C’était un bel endroit spacieux où ils pourraient se reposer pour quelque temps, mais elle trouvait étrange que personne ne soit venu s’y installer avant eux. Scottie et Nox examinaient l’étage du dessus alors que Wyatt discutait avec la loutre qui le suivait depuis plus de vingt-quatre heures. Kylie avait rapidement remarqué que la petite boule de poils avait un sacré tempérament et qu’elle donnait des ordres à tout le monde, sans s’arrêter. La punk s’était fatigué de ce jeu et avait commencé à l’ignorer à partir du déjeuner. Les autres aussi, d’ailleurs.

Estelle se trouvait au rez-de-chaussée et leur cuisinait un repas sur le petit poêle à bois. Ils avaient été si fatigués, la veille, qu’ils s’étaient couchés près de l’entrée. À leur réveil, ils avaient décidé de transformer ces lieux en quartiers généraux de façon temporaire. D’après ce qu’ils avaient trouvé au garde-manger, ils avaient de quoi survivre plusieurs semaines. Ils étaient bien protégés grâce aux grilles de fers qui entouraient la cour. Cela n’empêchait pas les plus petites bêtes de se faufiler entre les grillages ou les haies. Cependant, ces bestioles-là étaient éliminées sur-le-champ.

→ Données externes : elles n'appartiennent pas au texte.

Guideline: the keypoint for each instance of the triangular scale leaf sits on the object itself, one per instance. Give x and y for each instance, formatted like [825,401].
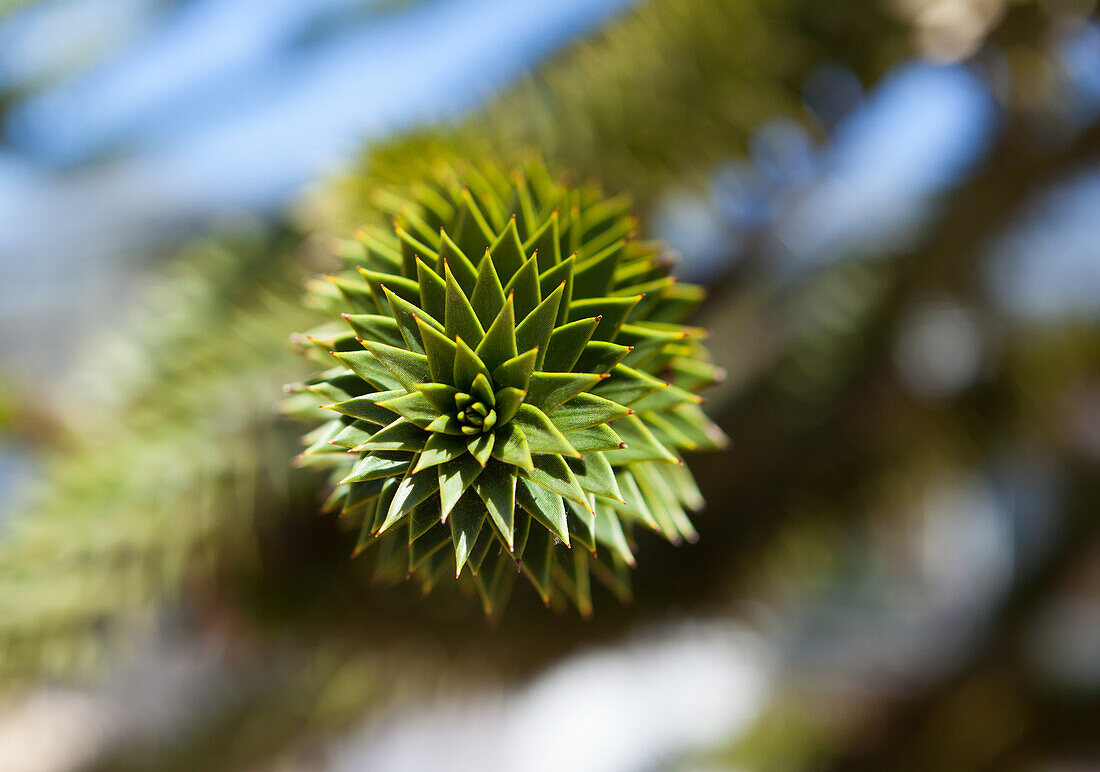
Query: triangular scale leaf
[460,320]
[567,342]
[541,434]
[508,252]
[535,331]
[439,349]
[552,473]
[543,506]
[587,410]
[407,366]
[525,288]
[466,519]
[487,298]
[439,449]
[454,477]
[367,366]
[498,345]
[548,390]
[510,447]
[516,372]
[496,486]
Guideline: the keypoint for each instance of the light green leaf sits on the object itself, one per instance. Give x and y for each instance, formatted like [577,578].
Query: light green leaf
[400,434]
[567,342]
[367,366]
[640,443]
[408,367]
[547,390]
[499,342]
[543,506]
[487,298]
[440,449]
[538,560]
[378,464]
[541,434]
[440,352]
[587,410]
[552,473]
[460,320]
[525,288]
[510,447]
[508,252]
[432,290]
[413,489]
[366,407]
[601,356]
[415,407]
[466,519]
[454,477]
[373,327]
[496,486]
[458,262]
[597,438]
[560,275]
[468,366]
[507,404]
[595,475]
[481,447]
[516,372]
[535,331]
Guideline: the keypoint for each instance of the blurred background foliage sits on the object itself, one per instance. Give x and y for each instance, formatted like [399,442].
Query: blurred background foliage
[893,207]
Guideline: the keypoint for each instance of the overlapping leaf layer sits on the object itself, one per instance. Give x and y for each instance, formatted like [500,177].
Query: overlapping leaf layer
[512,385]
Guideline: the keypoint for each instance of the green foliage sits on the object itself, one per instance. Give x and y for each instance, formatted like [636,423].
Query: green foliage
[513,360]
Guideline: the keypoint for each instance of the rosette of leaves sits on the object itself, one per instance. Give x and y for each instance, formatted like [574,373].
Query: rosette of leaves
[512,385]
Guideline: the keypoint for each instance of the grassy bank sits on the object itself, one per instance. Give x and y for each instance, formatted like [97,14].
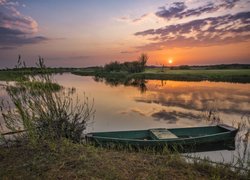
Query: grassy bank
[223,75]
[65,160]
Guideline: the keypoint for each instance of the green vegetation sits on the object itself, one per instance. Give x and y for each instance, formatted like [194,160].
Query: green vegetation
[66,160]
[44,111]
[130,67]
[223,75]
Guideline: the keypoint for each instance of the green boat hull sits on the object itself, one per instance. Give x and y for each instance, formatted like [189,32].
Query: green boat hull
[193,139]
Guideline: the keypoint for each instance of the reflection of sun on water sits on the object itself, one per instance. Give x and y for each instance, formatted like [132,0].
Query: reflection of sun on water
[170,61]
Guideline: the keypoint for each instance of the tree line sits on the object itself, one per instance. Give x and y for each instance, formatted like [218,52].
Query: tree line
[131,67]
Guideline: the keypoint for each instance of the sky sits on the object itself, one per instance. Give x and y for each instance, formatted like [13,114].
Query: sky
[83,33]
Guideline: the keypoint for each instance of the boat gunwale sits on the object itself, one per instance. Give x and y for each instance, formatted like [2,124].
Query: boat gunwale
[205,126]
[164,140]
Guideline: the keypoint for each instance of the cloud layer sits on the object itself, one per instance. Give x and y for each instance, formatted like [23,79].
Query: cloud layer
[206,31]
[180,10]
[202,32]
[16,29]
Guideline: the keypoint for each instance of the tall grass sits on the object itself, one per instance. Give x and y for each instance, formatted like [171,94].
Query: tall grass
[39,106]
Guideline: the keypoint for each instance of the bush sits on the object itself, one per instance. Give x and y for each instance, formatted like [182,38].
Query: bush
[45,111]
[131,67]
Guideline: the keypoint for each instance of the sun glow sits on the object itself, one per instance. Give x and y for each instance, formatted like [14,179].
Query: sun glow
[170,61]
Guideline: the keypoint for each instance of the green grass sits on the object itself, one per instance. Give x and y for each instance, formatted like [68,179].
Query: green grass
[227,75]
[67,161]
[10,76]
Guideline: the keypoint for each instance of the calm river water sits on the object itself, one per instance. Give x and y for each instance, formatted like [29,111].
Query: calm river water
[167,104]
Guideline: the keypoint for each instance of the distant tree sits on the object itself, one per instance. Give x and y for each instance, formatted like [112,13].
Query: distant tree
[143,61]
[131,67]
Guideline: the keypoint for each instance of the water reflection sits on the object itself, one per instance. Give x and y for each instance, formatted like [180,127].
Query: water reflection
[141,104]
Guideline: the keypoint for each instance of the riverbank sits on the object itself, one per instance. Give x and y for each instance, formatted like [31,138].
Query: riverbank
[66,160]
[222,75]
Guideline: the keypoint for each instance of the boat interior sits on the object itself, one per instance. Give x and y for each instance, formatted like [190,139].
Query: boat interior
[162,133]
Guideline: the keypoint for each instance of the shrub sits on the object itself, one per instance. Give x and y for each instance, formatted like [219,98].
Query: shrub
[46,112]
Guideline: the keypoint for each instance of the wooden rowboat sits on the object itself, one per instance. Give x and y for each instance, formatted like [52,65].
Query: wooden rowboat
[191,139]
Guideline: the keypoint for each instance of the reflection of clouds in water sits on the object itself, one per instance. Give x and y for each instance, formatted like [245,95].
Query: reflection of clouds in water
[174,116]
[198,97]
[137,111]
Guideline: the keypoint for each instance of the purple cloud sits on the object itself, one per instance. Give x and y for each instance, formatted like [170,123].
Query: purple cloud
[179,10]
[202,32]
[16,29]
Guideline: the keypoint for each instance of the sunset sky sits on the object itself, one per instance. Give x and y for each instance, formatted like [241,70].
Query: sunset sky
[94,32]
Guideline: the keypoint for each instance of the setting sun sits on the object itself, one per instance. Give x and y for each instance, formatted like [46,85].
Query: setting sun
[170,61]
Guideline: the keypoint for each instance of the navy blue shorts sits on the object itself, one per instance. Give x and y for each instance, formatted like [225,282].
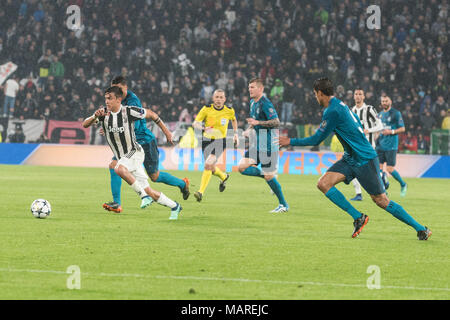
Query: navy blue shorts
[388,156]
[368,175]
[151,161]
[267,159]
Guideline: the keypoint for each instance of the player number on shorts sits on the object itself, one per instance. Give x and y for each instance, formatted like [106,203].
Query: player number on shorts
[374,280]
[74,280]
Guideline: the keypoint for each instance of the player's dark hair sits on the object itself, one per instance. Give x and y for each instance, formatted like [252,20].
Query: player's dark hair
[116,90]
[119,80]
[325,85]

Kylie s’installa sur une chaise, devant le divan et essaya de chasser les images qu’elle avait eues dans sa tête, la nuit dernière. Il était impossible pour elle de savoir s’il faisait jour. Ils n’avaient plus aucune notion du temps. Ils ne fonctionnaient plus que par leurs désirs primaires.

À chacun de leurs réveils, Estelle marquait une coche dans un calepin, afin de compter le nombre de journées qui s’étaient écoulées. Ce jour-là, elle avait conclu – ou plutôt décidé – que c’était le 7 avril. Elle s’en voulait beaucoup d’avoir manqué l’anniversaire de Gabriel. Celle-ci préparait de la truite panée, car ils avaient trouvés une rivière qui coulait derrière les grilles du manoir. La ruisseau sillonnait jusqu’au sud de la province et était moins crassée que les autres sources d’eaux trouvées.

Peu à peu, leur situation s’améliorait. C’était la première fois qu’Estelle se sentait heureuse de cuire du poisson. Voilà bien un aliment qu’elle détestait ! Elle était si répugnée de manger constamment des champignons et des plantes sauvages depuis des jours, qu’elle aurait mangé n’importe quoi. De la truite lui paraissait succulent, sur le coup. À côté du plat principal, elle faisait cuire du riz qu’elle avait trouvé dans l’une des armoires. Le grain ne sentait pas le moisi, donc c’était bon signe, d’après Wyatt. Elle avait donc décidé de tout cuire, sans se soucier des conséquences. Après tout, ils avaient tous faim. Elle regrettait de ne pas avoir de margarine ou bien du beurre pour rajouter un peu de saveur à tout ça. Au moins, elle avait du sel et du poivre.

— Ça commence à sentir bon, dit Kylie qui entra dans la cuisine.

Elle avait les mains dans les poches et s’ennuyait un peu. Elle se demandait si elle ne devait pas se rendre utile auprès de son amie, même si elle ne se sentait pas bien. Elle souhaitait discuter avec Wyatt, un peu plus tôt, mais n’appréciait guère Bella. Pour cette raison, la punk n’osait pas s’approcher d’eux. Bref, elle-même ne passait pas une très bonne journée. Sans compter qu’elle ne pouvait pas oublier son rêve.

— Je ne savais pas que tu aimais la truite, dit Estelle en se tournant vers elle.

— Pas tellement, mais j’en ai marre des amanites…

La guerrière s’assit sur le comptoir et ôta ses chaussures. Elle les laissa tomber sous les pieds. Elle mit ses mains sur le bois qui l’entourait et soupira.

— Quelque chose ne va pas ? demanda Estelle.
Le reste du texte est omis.